Our last day with the army was spent at the University of Death and Destruction where the men from England take their final courses in warfare. We began with a class which was having a lesson in defense against bombs. A tin can exploded at the feet of a Scotchman and peppered his bare legs. Five hundred soldiers roared with laughter, for the man in the kilt had flunked his recitation in "Trench Raiding." Officially the Scot was dead, for the tin can represented a German bomb. They were cramming for war in the big training camp and they played roughly. The imitation bombs carried a charge of powder generous enough to insure wholesome respect. The Scot, indeed, had to retire to have a dressing made.
The trench in which the class was hard at work was perfect in almost every detail, save that it lacked a back wall. This was removed for the sake of the audience. An instructor stood outside and every now and again he would toss a bomb at his pupils. He played no favorites. The good and the bad scholar each had his chance. In order to pass the course the soldier had to show that he knew what to do to meet the bomb attack. He might take shelter in the traverse; he might kick the bomb far away; or, with a master's degree in view, he might pick up the imitation bomb and hurl it far away before it could explode. Speed and steady nerves were required for this trick. An explosion might easily blow off a finger or two. Yet, after all, it was practice. Later there might be other bombs designed for bigger game than fingers.
We followed the students from bombs to bayonets. The men with the cold steel were charging into dummies marked with circles to represent spots where hits were likely to be vital.

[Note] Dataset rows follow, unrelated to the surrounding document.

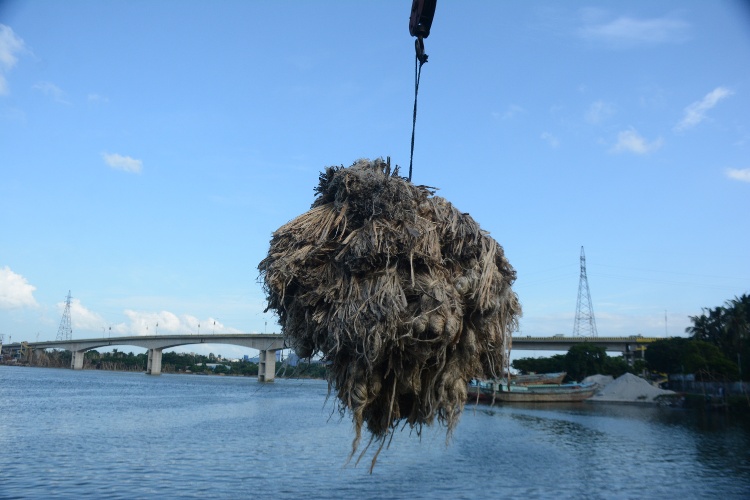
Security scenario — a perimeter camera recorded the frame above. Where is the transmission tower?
[57,290,73,340]
[573,247,597,337]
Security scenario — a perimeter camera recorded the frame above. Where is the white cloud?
[726,168,750,182]
[541,132,560,148]
[102,153,143,174]
[118,309,242,335]
[612,128,664,155]
[88,94,109,104]
[585,101,615,124]
[66,298,107,332]
[0,266,38,309]
[0,24,25,95]
[32,82,70,104]
[675,87,734,131]
[579,17,690,47]
[492,104,526,120]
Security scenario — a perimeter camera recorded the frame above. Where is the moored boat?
[510,372,567,385]
[468,380,599,403]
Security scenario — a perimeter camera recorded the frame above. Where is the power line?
[573,247,598,337]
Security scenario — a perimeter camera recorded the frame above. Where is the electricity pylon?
[573,247,597,337]
[57,290,73,340]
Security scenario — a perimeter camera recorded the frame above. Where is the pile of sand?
[588,373,674,403]
[583,374,615,388]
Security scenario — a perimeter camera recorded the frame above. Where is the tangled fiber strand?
[258,159,521,466]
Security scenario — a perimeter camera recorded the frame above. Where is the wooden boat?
[468,380,599,403]
[510,372,567,385]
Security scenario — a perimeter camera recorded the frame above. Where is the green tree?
[692,294,750,380]
[646,337,739,380]
[565,342,607,380]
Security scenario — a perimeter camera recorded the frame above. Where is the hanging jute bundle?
[258,160,521,465]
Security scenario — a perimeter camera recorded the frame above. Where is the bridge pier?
[70,351,86,370]
[146,348,164,375]
[258,349,276,382]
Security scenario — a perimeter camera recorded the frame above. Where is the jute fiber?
[258,159,521,465]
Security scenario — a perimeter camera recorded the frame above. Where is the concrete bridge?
[3,333,285,382]
[3,333,659,382]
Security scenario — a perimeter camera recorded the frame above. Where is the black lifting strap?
[409,0,437,182]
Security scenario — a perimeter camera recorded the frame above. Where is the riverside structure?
[2,333,658,382]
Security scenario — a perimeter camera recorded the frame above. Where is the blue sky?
[0,0,750,360]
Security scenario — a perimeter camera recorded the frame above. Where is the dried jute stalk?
[258,159,521,470]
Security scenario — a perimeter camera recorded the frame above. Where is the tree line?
[511,294,750,381]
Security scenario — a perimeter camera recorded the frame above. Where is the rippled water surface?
[0,366,750,500]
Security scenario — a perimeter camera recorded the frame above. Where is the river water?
[0,366,750,500]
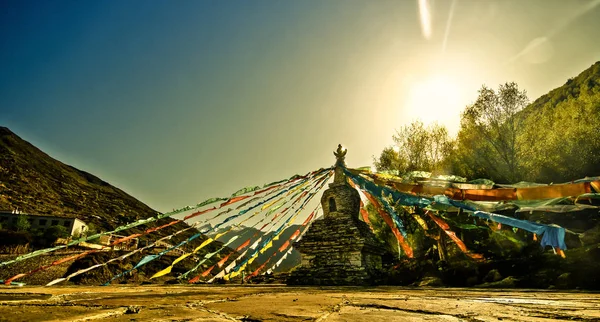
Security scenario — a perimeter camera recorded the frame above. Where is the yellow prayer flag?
[194,238,214,253]
[171,253,192,266]
[244,254,258,266]
[150,265,173,279]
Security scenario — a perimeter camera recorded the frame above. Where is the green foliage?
[83,223,98,236]
[518,62,600,182]
[374,62,600,183]
[43,226,69,243]
[374,121,452,173]
[455,83,528,182]
[15,214,31,231]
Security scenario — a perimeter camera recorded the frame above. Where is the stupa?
[287,145,384,285]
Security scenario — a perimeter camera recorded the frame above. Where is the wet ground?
[0,285,600,321]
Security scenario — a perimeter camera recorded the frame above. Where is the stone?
[483,269,502,283]
[287,145,385,285]
[419,276,444,287]
[556,273,573,289]
[478,276,519,288]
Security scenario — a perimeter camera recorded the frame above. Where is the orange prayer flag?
[279,240,290,252]
[235,238,252,252]
[217,253,233,268]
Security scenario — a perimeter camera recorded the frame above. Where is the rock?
[581,225,600,245]
[467,276,479,287]
[419,277,444,287]
[483,269,502,283]
[478,276,519,288]
[556,273,574,289]
[125,305,142,314]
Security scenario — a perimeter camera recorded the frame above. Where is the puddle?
[0,293,52,301]
[469,297,565,305]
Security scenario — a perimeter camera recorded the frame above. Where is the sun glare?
[419,0,431,39]
[406,75,464,132]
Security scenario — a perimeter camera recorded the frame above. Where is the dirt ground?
[0,285,600,321]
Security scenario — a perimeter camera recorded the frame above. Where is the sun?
[405,75,464,132]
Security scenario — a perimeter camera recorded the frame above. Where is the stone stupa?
[287,145,384,285]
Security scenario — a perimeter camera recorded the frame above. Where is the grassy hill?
[517,62,600,182]
[0,127,232,283]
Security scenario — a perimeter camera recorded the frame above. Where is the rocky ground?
[0,285,600,321]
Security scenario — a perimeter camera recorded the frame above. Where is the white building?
[0,211,88,236]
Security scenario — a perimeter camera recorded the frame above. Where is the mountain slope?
[0,127,231,279]
[517,62,600,182]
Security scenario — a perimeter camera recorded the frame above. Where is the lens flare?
[419,0,431,39]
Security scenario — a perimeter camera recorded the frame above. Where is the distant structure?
[287,145,384,285]
[0,211,88,236]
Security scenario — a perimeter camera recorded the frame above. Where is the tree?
[43,226,69,243]
[15,214,31,231]
[374,121,453,173]
[455,82,529,182]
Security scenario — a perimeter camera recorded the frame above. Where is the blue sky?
[0,0,600,211]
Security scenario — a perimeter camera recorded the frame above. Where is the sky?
[0,0,600,211]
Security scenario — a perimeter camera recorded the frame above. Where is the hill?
[517,62,600,182]
[0,127,231,283]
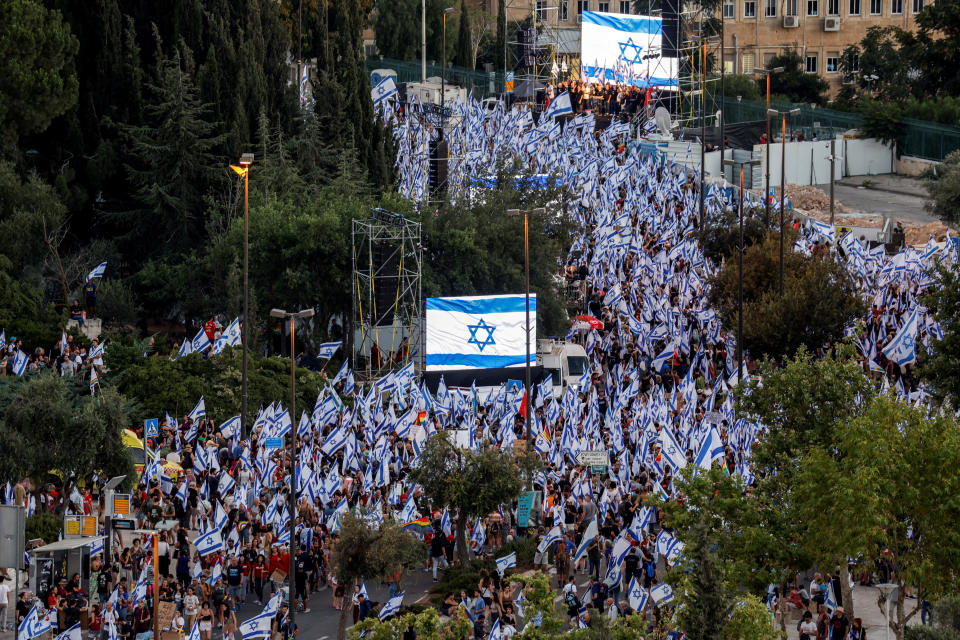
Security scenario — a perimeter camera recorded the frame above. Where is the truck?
[537,338,589,398]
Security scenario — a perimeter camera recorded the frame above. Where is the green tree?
[0,0,79,144]
[453,0,473,69]
[738,345,874,617]
[410,431,529,565]
[376,0,420,60]
[125,43,226,249]
[710,231,866,358]
[796,396,960,640]
[766,49,829,104]
[0,373,133,510]
[333,513,426,640]
[924,151,960,223]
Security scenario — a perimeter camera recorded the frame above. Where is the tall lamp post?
[507,207,547,480]
[230,153,253,438]
[767,109,800,298]
[270,307,314,638]
[754,67,783,227]
[723,160,760,381]
[440,7,454,108]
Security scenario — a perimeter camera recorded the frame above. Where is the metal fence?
[723,96,960,162]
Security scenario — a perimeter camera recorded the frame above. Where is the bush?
[903,626,960,640]
[24,513,61,544]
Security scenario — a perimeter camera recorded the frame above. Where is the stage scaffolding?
[350,208,424,376]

It looked for all the world like football practice and the men went after the dummies as the tacklers used to do at Soldiers' Field of an afternoon when the coach had pinned blue sweaters and white "Y's" on the straw men. There was the same severely serious spirit. In a larger field a big class was having instruction in attack. Before them were three lines of trenches protected by barbed wire ankle high. At a signal they left their trench and darted forward to the next one. Here they paused for a moment and then set sail for the second trench. At another signal they were out of that and into a third trench. From here they blazed away at some targets on the hill representing Germans and consolidated their positions. Instructors followed the charge along the road which bordered the instruction field. They mingled praise and blame, but ever they shouted for speed. "Make this go now," would be the cry, and to a luckless wight who had been upset by barbed wire and sent sprawling: "What do you mean by lying there, anyhow?"
It was a New Zealand company which I saw, and in the class were a number of Maoris. These were fine, husky men of the type seen in the Hawaiian Islands. All played the game hard, but none seemed so imaginatively stirred by it as the Maoris. They were fairly carried away by the enthusiasm of a charge, and left their trenches each time shouting at top voice. The capture of the third trench by no means satisfied them. They wanted to go on and on. If the officer had not called a halt there's no telling but that they might have invaded the next field and bayoneted the bombardiers. Over the hill there was a rattle of machine guns and beyond that a more scattering volume of musketry. We stopped and watched the men at their rifle practice.
"You wouldn't believe it," said the instructor, "but we've got to keep hammering it home to men that rifles are meant to shoot with. For a time you heard nothing but bayonets. A gun might have been nothing more than a pike. Later everything was bombs, and sometimes soldiers just stood and waited till the Boches got close, so that they could peg something at 'em. But when these men go away they're going to know that the bombs and the bayonet are the frill. It's the shooting that counts."